Rabbitte defends Reilly in primary care site controversy
Minister for Communications Pat Rabbitte has said the Government allowed a “good news” story about the development of primary care facilities to be dominated by a controversy about where they were located.
Speaking yesterday about the continuing controversy, he said “that’s not an achievement that I’m proud of but that’s what happened”.
The controversy over primary care facilities reignited over the weekend after The Irish Times reported that two centres, at Balbriggan and Swords in Dr Reilly’s constituency, were added the evening before the full list was published by the Government last July.
Minister for Health James Reilly strongly defended his actions in drawing up the list of primary care centres. He said plans by Fianna Fáil to table a second motion of no confidence in him were not justified.
The leader of Fianna Fáil, Micheál Martin, said his party would be tabling another motion of no confidence in the Minister as soon as Dáil procedures allowed. Dr Reilly won a vote of confidence in September.
Sinn Féin leader Gerry Adams yesterday called on Taoiseach Enda Kenny to sack Dr Reilly “in light of recent revelations around the primary care centre allocation scandal and his gross mismanagement of the health service”.
Dr Reilly strongly defended his actions. “If I had it all to do again, I’d do it again.”
A number of Ministers yesterday said Dr Reilly had a very difficult job and they strongly criticised Mr Martin.
Minister for the Environment Phil Hogan said he had “full confidence” in Dr Reilly.
He said the Opposition had “a political brass neck”. He particularly pointed to Mr Martin, a former minister for health.

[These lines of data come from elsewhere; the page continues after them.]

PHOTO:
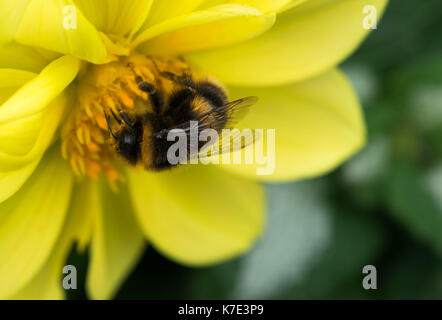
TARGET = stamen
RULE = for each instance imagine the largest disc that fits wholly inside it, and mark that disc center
(108, 98)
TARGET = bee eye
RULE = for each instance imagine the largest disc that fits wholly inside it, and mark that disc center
(129, 139)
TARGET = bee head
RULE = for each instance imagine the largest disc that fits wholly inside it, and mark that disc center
(128, 143)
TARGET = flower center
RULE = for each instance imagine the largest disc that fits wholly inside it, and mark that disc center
(106, 97)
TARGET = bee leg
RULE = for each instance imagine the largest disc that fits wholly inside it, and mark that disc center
(109, 126)
(126, 118)
(117, 118)
(155, 97)
(185, 79)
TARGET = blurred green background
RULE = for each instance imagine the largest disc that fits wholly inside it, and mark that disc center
(382, 208)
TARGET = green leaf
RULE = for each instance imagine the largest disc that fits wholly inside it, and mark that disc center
(413, 206)
(297, 233)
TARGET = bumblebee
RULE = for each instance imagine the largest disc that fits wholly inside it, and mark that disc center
(174, 100)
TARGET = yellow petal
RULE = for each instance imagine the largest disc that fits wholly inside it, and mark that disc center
(262, 5)
(304, 42)
(163, 10)
(207, 29)
(318, 124)
(45, 24)
(117, 17)
(116, 245)
(16, 56)
(36, 95)
(12, 181)
(84, 203)
(198, 215)
(31, 221)
(29, 119)
(11, 80)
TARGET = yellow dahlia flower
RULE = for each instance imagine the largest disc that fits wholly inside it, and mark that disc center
(59, 188)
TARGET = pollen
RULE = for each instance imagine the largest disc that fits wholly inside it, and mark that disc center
(103, 94)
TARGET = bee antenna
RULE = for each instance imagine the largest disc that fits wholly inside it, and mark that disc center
(109, 126)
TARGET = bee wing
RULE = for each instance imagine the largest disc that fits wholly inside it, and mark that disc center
(225, 116)
(227, 142)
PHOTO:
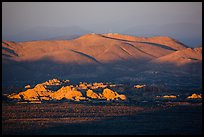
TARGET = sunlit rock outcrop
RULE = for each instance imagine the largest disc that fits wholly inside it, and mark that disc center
(111, 95)
(39, 92)
(91, 94)
(195, 96)
(27, 86)
(70, 92)
(53, 82)
(67, 93)
(139, 86)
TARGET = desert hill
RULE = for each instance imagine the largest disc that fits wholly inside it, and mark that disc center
(100, 57)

“Its a very difficult job the Minister for Health has to do. There’s a lot of issues that have to be dealt with that were supposed to have been dealt with by Micheál Martin as minister for health, by consolidating the old health board system into the central agency called the HSE. I think that Dr Reilly, in spite of the difficult job he has to do, is going to continue to get the support of his colleagues to implement a package of reform in the health service that’s long overdue.”
In Brussels, Minister for Education Ruairí Quinn said he would prefer to hear first from Dr Reilly before commenting on the latest disclosures about primary care centres.
“James Reilly is a member of the Irish Cabinet, of which Im also a member, and I will await to get further information should that be necessary directly from my Cabinet colleagues.”
Mr Rabbitte accused Mr Martin of “play-acting” by tabling another motion of no confidence.
Asked if he had confidence in Dr Reilly, Mr Rabbitte said he did. “We did manage as a Government to convert a good news story, which was the construction of a network of primary care centres, into a controversy and that’s not an achievement that I’m proud of but thats what happened, he said.
Mr Martin said Dr Reilly did not realise what he had done was wrong and did not realise he had held back the truth from the Dáil on this issue.
In October Dr Reilly told the Dáil the rationale behind the decision on primary care centres was a “logistical logarithmic progression”.
Former minister of state Róisín Shortall said the new documentation showed this justification by Dr Reilly to be “codswallop”.